The Relationship Between Planting Timing, Population, and Yield
With yellow field pea gaining acres and popularity in cropping systems across Nebraska, specific planting rate and planting timing recommendations are needed for the Central Great Plains as many current planting recommendations for Nebraska are based on research from Canada and the Northern Great Plains. The current general planting recommendations for western Nebraska suggests planting mid-March at approximately 350,000 seeds/acre. While this recommendation has performed well, there is an opportunity to plant earlier and adjust seeding rates to avoid high temperatures during the reproductive stage while improving plant physiological response from adjusting seeding rates.
- Field pea was planted at three times (early March, mid-March, early April).
- Field pea was planted at five seeding rates (130,000 – 490,000 seed/acre) within each planting time.
- Emergence percentage was measured by collecting stand counts every three days after the first emerged plant and until emergence plateaued.
- The percent of emerged plants compared to planted live seed did not differ across planting times at Sidney but did differ at the Hemingford test site.
- Harvest occurred in mid-July.
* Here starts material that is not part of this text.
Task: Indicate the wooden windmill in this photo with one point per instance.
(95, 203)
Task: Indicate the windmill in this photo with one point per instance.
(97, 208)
Plot yield, plant characteristics, and plant samples were collected from each treatment combination.
- Yield components such as seeds/plant, whole plant weight, and seeds/pod were calculated from sampled plants.
- Delayed planting tended to increase yield over early planting by 15% at the Hemingford site and suggested planting timing tended to increase yield over delayed planting by 11% at the Sidney site.
- Across test locations, increasing the seeding rate from 130,000 seeds/acre to 490,000 seeds/acre increased yield approximately 50% across all planting timings.
- Planting date and seeding rate affected the physiological response of field pea in the number of seeds/plant, seeds/pod, and location of pod set on the plant.
While this research has only been conducted one year across western Nebraska, there does appear to be a benefit to incorporating yellow field pea into wheat-corn-fallow crop rotations to replace summer fallow. At the university’s West Central Research and Extension Center, yellow field pea expressed a greater level of microbial activity and nitrogen mineralization over summer fallow while salt content was not different. The effect of field pea on soil fertility may depend on environmental conditions as soil trends between the Sidney and North Platte sites differ.
Integration of field pea into crop rotations can be approached with a multi-year vision for improving ecological parameters such as soil-water holding capacity, soil microbiome, and soil fertility. The use of field pea can be part of a long-term strategy to enhance ecological sustainability while producing a high-protein cash crop. In terms of agronomic recommendations to field pea management, higher seeding rates and later planting timing tended to increase yield in an unusually wet, cold spring climate.